In June 2019, a Department of Police Accountability investigation concluded that Marcic “lied under oath” while testifying at a criminal trial, leading a judge to toss Marcic’s testimony because he had “concerns about Officer Marcic’s credibility.”
The judge’s disturbing conclusion stemmed from an incident in which Marcic and his partner Hayes stopped a Black man named Jeffery McElroy for riding his bicycle on the sidewalk near 16th and Mission streets in June, 2018. Marcic and Hayes searched McElroy and found a gun, prompting McElroy to run away and lead the officers on a foot chase that ended with Marcic beating McElroy in the head until the officer’s knuckles were bloody and his punching hand was fractured.
Following an investigation, the Department of Police Accountability discovered numerous policy violations by Marcic, including that he conducted a pat search of McElroy without justification, failed to activate his body-worn camera at the beginning of the interaction, used excessive force, and “misrepresented the truth” both in his police report and under oath during McElroy’s criminal trial.
The DPA found that Hayes should also be disciplined for excessive force — beating McElroy’s legs with a baton — and failing to properly log McElroy’s bicycle as evidence.
There was insufficient evidence to charge either officer with “inappropriate behavior,” based on the eyewitness accounts that the two officers fist-bumped and laughed after they beat McElroy.
The incident was so grievous that McElroy’s public defender filed a complaint with the DPA months afterward. The DPA affirmed almost all of the lawyer’s claims, including Marcic’s lies, excessive force, and improper pat search. But it could not sustain the lawyer’s allegations Marcic acted improperly as he searched McElroy’s backpack and falsely arrested him.
Describing the incident and discipline in broad terms in its 2019 annual report, the DPA said that “Officer 1,” presumably Marcic, faces charges of “conducting a pat search without justification,” failing to comply with the department’s body-worn camera policy, “misrepresenting the truth,” and excessive force. For that, the DPA recommended a 30-day suspension. The Police Commission has yet to rule on the matter.

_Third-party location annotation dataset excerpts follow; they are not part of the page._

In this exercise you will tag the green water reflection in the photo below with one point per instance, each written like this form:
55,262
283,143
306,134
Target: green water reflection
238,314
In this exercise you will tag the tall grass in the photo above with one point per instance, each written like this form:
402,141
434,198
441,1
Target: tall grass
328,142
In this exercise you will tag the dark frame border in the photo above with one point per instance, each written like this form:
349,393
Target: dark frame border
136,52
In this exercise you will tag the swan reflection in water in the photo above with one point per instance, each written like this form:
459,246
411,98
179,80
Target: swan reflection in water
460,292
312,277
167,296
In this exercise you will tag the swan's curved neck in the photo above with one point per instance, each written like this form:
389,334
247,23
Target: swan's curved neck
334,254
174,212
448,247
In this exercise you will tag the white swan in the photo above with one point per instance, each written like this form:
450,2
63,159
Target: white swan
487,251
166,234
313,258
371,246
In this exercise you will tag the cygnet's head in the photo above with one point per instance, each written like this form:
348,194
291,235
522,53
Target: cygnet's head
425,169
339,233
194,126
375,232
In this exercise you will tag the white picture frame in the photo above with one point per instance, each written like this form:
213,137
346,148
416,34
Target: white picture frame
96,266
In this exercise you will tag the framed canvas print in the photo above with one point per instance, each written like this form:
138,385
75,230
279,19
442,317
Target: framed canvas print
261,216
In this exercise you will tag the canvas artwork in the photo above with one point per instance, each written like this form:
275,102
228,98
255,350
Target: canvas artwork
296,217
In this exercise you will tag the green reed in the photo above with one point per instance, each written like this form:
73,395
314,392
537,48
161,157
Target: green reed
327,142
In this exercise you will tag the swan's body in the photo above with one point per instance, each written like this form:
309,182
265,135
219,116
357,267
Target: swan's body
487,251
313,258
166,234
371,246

“Officer 2,” presumably Hayes, faced charges of conducting a pat search without justification, “failing to properly process property,” and using excessive force. The DPA recommended a 1-day suspension for this officer and the chief’s decision on whether to impose it remains “unknown.”

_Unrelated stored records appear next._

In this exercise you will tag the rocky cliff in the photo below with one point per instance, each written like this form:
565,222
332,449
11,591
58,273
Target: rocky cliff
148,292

The DPA’s description of the case against Officer 1 and Officer 2 aligns with its findings against Marcic and Hayes.
“An attorney made numerous allegations against the officers who arrested his client. The DPA found that the search of the client’s personal property and arrest were proper conduct. In addition, the DPA found an inappropriate behavior allegation to be unfounded. The DPA, however, found that one officer conducted a pat search without justification, used excessive force, misrepresented the truth, and failed to comply with DGO 10.11, Body Worn Cameras. The DPA also found that another officer used excessive force and failed to properly process the client’s property.”
Sarah Hawkins, chief of staff at the DPA, declined to confirm the discipline outlined in the annual report specifically concerned Marcic and Hayes.
The law “precludes DPA from making comments that would tie a specific officer to a specific allegation of misconduct,” she said in an email. “While SB 1421 allows people to make public records requests for certain categories of cases, DPA can only respond to those requests by producing responsive records; it does not change the prohibition on making comments tying a specific officer to a specific allegation of misconduct.”
Likewise, San Francisco Police Department spokesman Sgt. Michael Andraychak declined to answer questions relating to Marcic and Hayes’ discipline, saying it’s a “personnel matter.” Chief Bill Scott may have recommended more than a 30-day suspension, though he has only gone above the DPA’s recommendation in 2 percent of cases in the last two and half years.
Regardless, Andraychak confirmed that both officers remain with the SFPD and are assigned to “public contact positions.”
In December 2019, only months after the conclusion of the DPA’s investigation, Hayes was one of two officers to shoot Jamaica Hampton, a man who attacked Hayes and his partner with a glass bottle on 23rd and Mission streets. Hampton’s leg was amputated as a result of the incident.